The provisional government became obsolete in the year 68, when inter-rebel strife led to the killing of most of its members. According to the historian Josephus, Ananus incited the people to rise up against the Zealots who were in control of the Temple. The forces of Ananus besieged the Zealots who held the Temple. When John of Gischala led the Zealots to believe that Ananus had contacted the Roman general Vespasian for assistance in retaking control of all Jerusalem, the Zealots, driven to desperation, asked the Idumeans for assistance in preventing the delivery of the city to the Romans. When the Edomites arrived, the Zealots opened the gates of Jerusalem to them, and the Edomites slaughtered ben Hanan (Ananus ben Ananus) and his forces.

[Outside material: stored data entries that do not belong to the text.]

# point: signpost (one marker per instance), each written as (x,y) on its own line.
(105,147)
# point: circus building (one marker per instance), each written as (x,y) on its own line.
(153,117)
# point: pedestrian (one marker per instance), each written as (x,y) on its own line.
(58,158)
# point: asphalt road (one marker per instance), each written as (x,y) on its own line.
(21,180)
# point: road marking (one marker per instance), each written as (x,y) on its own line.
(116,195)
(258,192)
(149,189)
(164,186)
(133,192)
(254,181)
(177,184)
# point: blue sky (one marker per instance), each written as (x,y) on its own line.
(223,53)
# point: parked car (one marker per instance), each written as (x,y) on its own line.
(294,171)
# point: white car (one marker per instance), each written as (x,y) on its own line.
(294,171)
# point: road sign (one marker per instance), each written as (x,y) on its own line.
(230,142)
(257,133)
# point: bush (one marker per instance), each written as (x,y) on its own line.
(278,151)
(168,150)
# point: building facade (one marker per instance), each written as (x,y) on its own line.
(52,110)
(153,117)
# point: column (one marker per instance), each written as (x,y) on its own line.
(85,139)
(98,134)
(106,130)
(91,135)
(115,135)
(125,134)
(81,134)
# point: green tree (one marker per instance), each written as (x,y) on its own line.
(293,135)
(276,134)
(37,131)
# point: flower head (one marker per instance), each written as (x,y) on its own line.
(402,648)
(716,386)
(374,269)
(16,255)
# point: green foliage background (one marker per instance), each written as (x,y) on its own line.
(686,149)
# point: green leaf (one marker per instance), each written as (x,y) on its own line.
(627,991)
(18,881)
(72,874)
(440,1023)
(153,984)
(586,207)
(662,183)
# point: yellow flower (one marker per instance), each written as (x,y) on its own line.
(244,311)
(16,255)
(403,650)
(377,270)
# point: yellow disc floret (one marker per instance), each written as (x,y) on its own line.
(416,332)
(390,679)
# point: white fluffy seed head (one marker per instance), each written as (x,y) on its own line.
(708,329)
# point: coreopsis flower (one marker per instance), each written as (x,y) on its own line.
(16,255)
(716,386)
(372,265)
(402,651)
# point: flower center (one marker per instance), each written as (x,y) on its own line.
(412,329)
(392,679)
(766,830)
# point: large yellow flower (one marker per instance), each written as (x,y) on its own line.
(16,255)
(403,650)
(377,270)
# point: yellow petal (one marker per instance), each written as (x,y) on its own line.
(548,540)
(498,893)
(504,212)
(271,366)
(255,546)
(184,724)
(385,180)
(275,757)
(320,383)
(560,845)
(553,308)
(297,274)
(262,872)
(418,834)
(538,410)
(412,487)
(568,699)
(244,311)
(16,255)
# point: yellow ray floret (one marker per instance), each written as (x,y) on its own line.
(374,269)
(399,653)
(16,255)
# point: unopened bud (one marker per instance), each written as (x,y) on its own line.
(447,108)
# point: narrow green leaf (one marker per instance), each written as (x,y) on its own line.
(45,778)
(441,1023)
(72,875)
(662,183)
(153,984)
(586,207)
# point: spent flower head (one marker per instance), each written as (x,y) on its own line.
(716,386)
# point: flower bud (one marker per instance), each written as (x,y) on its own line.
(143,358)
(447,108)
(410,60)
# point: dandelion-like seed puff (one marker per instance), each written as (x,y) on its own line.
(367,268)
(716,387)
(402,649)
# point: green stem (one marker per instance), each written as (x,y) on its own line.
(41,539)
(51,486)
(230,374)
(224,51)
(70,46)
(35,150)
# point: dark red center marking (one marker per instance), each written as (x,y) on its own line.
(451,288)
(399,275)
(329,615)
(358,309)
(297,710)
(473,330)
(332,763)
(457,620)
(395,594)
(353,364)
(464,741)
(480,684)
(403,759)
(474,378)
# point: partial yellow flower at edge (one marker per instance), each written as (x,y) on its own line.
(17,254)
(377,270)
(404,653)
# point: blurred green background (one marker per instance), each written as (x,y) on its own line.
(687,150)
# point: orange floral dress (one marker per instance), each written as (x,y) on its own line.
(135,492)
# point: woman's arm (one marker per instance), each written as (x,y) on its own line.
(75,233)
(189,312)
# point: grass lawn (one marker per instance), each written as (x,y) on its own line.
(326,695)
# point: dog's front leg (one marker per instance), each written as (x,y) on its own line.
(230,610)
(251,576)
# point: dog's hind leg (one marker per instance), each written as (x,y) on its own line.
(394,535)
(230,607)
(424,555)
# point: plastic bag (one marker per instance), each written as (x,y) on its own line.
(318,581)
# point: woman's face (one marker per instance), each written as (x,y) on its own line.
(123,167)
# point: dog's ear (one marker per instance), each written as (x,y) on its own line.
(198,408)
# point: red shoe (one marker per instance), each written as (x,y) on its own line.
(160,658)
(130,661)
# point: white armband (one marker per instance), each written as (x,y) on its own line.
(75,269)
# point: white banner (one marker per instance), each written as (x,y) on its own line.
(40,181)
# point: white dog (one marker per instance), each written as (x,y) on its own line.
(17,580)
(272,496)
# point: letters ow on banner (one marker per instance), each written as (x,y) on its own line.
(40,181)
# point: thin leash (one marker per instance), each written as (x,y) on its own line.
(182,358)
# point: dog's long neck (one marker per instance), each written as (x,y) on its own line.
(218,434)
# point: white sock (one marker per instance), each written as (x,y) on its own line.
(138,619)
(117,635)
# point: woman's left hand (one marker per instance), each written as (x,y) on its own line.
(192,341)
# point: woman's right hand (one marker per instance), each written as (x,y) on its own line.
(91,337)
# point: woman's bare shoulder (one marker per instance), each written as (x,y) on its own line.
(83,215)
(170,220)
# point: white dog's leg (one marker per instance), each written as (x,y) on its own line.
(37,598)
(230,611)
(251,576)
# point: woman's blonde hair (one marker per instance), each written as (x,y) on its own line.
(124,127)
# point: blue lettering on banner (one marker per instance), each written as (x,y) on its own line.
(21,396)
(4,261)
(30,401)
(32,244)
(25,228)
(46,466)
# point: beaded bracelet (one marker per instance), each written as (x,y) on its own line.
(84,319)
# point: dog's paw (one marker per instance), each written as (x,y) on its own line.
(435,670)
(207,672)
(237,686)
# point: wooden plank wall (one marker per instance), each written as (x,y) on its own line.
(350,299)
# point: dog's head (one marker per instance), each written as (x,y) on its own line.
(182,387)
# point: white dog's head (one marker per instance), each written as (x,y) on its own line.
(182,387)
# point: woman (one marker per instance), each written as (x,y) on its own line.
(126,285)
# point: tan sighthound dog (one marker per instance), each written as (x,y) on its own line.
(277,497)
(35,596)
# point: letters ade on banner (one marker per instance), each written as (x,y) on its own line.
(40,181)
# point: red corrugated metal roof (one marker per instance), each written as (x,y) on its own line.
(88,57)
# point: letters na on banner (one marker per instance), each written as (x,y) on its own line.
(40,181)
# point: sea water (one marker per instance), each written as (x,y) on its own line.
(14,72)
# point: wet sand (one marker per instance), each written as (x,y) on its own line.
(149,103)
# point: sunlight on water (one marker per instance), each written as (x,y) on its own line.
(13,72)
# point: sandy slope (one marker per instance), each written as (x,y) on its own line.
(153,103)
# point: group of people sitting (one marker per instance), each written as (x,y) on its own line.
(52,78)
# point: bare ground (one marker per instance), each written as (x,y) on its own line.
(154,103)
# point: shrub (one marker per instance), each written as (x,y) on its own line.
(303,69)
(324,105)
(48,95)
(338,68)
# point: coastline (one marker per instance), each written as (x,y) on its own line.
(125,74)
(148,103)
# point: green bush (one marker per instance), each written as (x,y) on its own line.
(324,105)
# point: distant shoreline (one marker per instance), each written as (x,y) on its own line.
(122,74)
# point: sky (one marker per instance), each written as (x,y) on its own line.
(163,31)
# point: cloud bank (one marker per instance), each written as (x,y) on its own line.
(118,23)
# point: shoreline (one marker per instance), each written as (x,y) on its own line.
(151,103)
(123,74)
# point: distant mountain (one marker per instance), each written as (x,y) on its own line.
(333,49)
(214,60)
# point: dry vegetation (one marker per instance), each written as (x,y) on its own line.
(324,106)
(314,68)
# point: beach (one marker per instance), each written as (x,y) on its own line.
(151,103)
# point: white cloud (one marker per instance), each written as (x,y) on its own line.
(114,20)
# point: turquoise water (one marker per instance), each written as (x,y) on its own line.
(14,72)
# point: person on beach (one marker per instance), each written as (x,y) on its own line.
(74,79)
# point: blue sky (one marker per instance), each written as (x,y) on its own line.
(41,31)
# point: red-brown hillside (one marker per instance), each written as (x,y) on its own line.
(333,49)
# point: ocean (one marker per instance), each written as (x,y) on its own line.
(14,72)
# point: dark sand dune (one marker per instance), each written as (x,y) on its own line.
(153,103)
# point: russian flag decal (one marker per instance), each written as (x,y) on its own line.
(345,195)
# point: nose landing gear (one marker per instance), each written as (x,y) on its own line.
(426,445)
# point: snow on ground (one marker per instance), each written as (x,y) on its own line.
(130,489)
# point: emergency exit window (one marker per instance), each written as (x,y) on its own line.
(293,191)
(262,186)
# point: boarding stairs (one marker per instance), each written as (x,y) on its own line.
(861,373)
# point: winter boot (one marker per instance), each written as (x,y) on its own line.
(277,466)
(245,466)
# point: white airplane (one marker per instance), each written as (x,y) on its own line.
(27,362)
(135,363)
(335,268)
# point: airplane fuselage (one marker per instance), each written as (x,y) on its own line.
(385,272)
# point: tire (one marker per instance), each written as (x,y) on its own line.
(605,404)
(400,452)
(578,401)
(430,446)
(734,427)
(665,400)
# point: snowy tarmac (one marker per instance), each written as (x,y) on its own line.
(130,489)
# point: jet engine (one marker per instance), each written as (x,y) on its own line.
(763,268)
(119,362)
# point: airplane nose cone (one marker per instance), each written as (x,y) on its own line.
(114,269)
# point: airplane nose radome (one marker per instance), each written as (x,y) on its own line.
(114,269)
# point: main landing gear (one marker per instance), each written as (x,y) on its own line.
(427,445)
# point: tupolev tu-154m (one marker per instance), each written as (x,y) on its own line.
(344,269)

After freeing the Zealots from the Temple, the Edomites and Zealots massacred the common people. Remnants of the rebel government summoned the peasant faction headed by Simon bar Giora to Jerusalem, in order to stand against the rampaging Zealots. While the charismatic Bar Giora took over much of the city, he did not attempt to restore the government, rather ruling by himself in a despotic manner. Bitter fighting between Zealot factions and Bar Giora continued until the Roman siege of 70 CE.

==Recognition==
The rebel Judean government was not recognized at any time by the Roman Empire and in fact enjoyed limited recognition amongst the rebel factions. The Jerusalem-based rebel government had little authority in the Galilee, where locals were not satisfied with the fact that a non-local, Joseph ben Matityahu, was appointed a regional commander, marginalizing John of Gischala and Justus of Tiberias, who rejected his authority. Furthermore, the Judean-based Zealots, the peasantry and most Idumean factions were never under the direct control of the government. The Kingdom of Adiabene however did provide direct support to it, dispatching significant supplies and some 500 armed men in support.